I have been giving more thoughts about the different harden semantics before and after lockdown. I had been uneasy about the possibility of an object to be considered hardened before lockdown, but not satisfy the prototype checks post lockdown. I think this can be remediated by a weak list of prototype objects to check during lockdown.

Assuming that harden is implemented as a flag on the object (not as a transitive frozen check), here would be the suggested semantics:

There is a single remaining pre/post lockdown discrepancy with this scheme: pre lockdown, an object can be hardened without its prototype ever being hardened. If the prototype is hardened after the object, hardening of the prototype fails. If lockdown is called without the prototype being an intrinsic, or having been manually hardened (before the objects using it as prototype), lockdown fails. As such the possibility of code working pre lockdown but not post lockdown is reduced, and can easily be fixed by adding the harden() call for the missing prototypes (and only at the right place).

Regarding the cost of maintaining the "CheckIsHardenedAtLockdownList". For user code correctly using hardening, only the intrinsics should ever be present in this list. Even if lockdown is never called, the cost to maintain this list should be minimal. As a specification construct, the content of the list is never observable, and its entries can be garbage collected. As a shim, to avoid leaks it may have to be implemented using WeakRef and FinalizationRegistry.

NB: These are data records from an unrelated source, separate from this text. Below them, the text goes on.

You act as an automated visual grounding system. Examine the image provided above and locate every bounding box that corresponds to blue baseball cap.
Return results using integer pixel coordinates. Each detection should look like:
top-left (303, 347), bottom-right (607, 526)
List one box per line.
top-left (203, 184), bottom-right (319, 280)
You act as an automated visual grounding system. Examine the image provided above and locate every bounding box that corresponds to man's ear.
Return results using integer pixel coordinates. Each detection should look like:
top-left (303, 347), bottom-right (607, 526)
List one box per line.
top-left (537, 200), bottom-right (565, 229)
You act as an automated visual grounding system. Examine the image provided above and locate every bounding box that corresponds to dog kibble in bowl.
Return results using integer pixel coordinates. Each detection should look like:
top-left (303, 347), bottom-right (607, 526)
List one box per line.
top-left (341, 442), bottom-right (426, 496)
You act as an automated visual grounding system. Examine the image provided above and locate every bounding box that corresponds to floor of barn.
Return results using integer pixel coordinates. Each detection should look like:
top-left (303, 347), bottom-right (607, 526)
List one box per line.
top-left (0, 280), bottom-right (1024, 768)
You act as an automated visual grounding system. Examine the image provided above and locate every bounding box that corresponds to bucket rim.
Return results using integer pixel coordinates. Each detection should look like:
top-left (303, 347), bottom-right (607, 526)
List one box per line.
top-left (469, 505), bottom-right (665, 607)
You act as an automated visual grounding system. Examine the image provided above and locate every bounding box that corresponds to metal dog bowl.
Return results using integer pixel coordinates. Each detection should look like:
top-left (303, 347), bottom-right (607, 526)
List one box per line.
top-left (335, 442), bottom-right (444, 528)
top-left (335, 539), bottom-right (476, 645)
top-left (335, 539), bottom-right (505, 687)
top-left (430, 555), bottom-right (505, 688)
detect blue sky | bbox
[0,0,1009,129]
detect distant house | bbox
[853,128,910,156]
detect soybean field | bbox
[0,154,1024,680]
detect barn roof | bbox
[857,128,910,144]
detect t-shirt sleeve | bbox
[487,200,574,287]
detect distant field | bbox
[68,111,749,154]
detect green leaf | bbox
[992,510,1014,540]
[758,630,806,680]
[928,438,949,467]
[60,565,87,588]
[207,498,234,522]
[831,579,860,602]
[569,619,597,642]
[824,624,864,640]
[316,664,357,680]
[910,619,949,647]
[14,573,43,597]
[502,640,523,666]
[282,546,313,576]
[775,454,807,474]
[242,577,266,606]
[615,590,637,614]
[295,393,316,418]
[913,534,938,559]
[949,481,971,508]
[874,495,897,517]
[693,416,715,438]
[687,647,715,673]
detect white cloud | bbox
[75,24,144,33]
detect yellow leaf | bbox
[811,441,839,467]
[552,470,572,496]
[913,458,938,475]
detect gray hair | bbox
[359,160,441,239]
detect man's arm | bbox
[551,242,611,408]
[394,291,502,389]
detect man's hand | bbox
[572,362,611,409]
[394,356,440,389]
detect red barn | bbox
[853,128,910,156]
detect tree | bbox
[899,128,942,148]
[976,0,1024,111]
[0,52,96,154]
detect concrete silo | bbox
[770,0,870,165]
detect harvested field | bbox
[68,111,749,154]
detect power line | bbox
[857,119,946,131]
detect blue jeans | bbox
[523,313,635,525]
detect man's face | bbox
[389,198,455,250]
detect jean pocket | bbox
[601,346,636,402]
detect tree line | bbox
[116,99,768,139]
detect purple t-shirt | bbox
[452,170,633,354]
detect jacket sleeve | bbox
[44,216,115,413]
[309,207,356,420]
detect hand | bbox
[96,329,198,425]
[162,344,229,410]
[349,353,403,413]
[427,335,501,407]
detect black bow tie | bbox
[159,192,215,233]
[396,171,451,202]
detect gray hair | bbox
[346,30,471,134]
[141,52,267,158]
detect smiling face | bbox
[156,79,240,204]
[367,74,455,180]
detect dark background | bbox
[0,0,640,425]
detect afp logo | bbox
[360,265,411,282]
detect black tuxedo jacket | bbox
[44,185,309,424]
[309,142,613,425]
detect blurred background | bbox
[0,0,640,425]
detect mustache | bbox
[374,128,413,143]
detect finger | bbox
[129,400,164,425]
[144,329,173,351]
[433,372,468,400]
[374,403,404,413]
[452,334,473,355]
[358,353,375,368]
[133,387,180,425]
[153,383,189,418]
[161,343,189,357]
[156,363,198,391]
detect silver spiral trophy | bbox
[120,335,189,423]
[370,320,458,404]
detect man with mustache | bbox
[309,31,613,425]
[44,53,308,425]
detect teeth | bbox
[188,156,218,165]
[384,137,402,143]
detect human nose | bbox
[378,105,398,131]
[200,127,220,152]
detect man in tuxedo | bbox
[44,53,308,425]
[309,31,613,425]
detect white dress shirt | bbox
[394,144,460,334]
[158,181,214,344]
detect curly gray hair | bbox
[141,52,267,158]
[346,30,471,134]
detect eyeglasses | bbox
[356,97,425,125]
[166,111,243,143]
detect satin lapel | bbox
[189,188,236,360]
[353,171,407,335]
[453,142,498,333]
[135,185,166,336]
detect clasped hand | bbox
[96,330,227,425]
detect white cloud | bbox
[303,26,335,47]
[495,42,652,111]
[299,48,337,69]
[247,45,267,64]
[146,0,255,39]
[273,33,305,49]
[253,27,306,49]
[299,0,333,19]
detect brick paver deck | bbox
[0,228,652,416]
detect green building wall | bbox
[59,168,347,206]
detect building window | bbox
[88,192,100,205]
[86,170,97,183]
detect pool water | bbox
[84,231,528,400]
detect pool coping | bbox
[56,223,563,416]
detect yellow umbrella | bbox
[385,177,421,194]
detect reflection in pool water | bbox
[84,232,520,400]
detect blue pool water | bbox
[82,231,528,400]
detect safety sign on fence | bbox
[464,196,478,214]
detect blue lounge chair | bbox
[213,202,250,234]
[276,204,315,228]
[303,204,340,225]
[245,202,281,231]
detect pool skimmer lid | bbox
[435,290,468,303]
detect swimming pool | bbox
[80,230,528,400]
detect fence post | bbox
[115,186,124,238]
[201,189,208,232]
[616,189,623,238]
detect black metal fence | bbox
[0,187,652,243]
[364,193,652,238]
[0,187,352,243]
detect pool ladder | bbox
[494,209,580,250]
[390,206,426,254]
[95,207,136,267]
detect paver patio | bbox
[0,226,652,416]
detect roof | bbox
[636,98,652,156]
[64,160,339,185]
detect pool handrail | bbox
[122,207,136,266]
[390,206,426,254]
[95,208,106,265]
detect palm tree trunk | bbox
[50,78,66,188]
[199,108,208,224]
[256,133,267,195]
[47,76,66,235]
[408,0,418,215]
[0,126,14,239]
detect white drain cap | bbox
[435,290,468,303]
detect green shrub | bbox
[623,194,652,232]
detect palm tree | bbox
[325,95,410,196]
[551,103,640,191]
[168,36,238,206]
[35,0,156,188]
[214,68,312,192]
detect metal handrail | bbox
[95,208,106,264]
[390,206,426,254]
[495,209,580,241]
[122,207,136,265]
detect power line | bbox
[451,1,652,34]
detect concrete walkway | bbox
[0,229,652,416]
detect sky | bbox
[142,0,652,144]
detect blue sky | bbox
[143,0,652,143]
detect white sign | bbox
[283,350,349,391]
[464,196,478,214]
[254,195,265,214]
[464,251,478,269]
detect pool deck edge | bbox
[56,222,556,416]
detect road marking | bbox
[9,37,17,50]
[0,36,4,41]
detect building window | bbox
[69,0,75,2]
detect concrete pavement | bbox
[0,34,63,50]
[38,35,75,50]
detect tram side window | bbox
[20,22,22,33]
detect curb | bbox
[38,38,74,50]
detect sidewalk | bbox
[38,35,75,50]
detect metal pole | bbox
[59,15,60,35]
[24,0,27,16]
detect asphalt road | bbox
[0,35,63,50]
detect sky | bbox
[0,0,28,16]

A shim implementing harden() without lockdown() should probably provide a lockdown() stub that only throws. In that case the "CheckIsHardenedAtLockdownList" can be implemented as a simple WeakSet as it never needs to be iterated. Technically a lockdown+harden shim does not strictly need to iterate "CheckIsHardenedAtLockdownList" unless it wants to provide information about which prototypes were not hardened.